We now have a grid of unit squares to work with. That means that each of our bounces--including our endpoint--will occur where one coordinate or the other is an integer. Yay integers!
We'll renotate our transformed quantities: our initial position is now $j+ik$, and our initial velocity is $r+is$.
Consider what we know about lines, in general. If we move along a path with a known slope $m$, then if we move one unit to the right, we'll move $m$ units upward. If we move one unit upward, we'll move $1/m$ units to the right.
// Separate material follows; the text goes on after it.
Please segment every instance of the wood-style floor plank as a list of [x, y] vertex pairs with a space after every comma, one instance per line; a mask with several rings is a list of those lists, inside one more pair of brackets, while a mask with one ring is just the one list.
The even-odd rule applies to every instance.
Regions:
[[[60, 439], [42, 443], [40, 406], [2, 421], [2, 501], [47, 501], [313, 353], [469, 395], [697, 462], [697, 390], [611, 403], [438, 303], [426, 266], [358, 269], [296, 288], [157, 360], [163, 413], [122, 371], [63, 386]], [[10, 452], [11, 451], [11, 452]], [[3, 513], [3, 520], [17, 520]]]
Here, our slope is determined by initial velocity, and is $s/r$.
That means the ratio between horizontal grid lines we cross (horizontal bounces) and the vertical grid lines we cross (vertical bounces) is also the slope! Given that we want $n$ bounces total, we can get a sense of how many of each type of bounce we'll see by solving this system:
$$
\begin{cases}
\displaystyle\frac{b_h}{b_v} \approx \frac{s}{r} \\[0.7em]
n \approx b_v+b_h
\end{cases}
\implies
\begin{cases}
b_h \approx \displaystyle\frac{ns}{r+s} \\[0.5em]
b_v \approx \displaystyle\frac{nr}{r+s}
\end{cases}
$$
These are approximations; in reality, we'll need $b_h$ and $b_v$ to be integers. But they give us a good sense of how far we are likely to have to go in each direction. Since we've set ourselves up to exit the starting square on the right edge, our first bounce happens at $1+iy_0$ and is vertical. We expect around $b_v$ vertical bounces. So let's just... extend the path to $x=b_v$. We can calculate that point very easily; it's at $b_v + i(y_0 + b_vs/r) = b_v + iy_1$.
Since our first horiztonal bounce happened at $y=1$, sometime after we left the original square, $\lfloor y_1 \rfloor$ is the number of horizontal bounces the path has encountered.
There are now two possibilities: either $y_1 = b_h$ and our endpoint is revealed as $b_v + iy_1$, or not. If so, the path has a length of $\sqrt{c(b_h-j)^2 + d(y_1-k)^2}$. (Multiplying by $c$ and $d$ resets the division we performed early on.)
If not, we must either extend the path or backtrack. To extend, increase $y_1$ to the next integer and determine the appropriate $x$ coordinate and number of bounces; to backtrack, decrease to the previous integer, etc. This may take a jump or two, as it's possible that backtracking vertically also loses a horizontal bounce. I can't think of a good way to make this part into a closed-form expression quite yet, alas. Once you've found the correct point, again the distance formula gives you the path length, correcting with $c$ and $d$.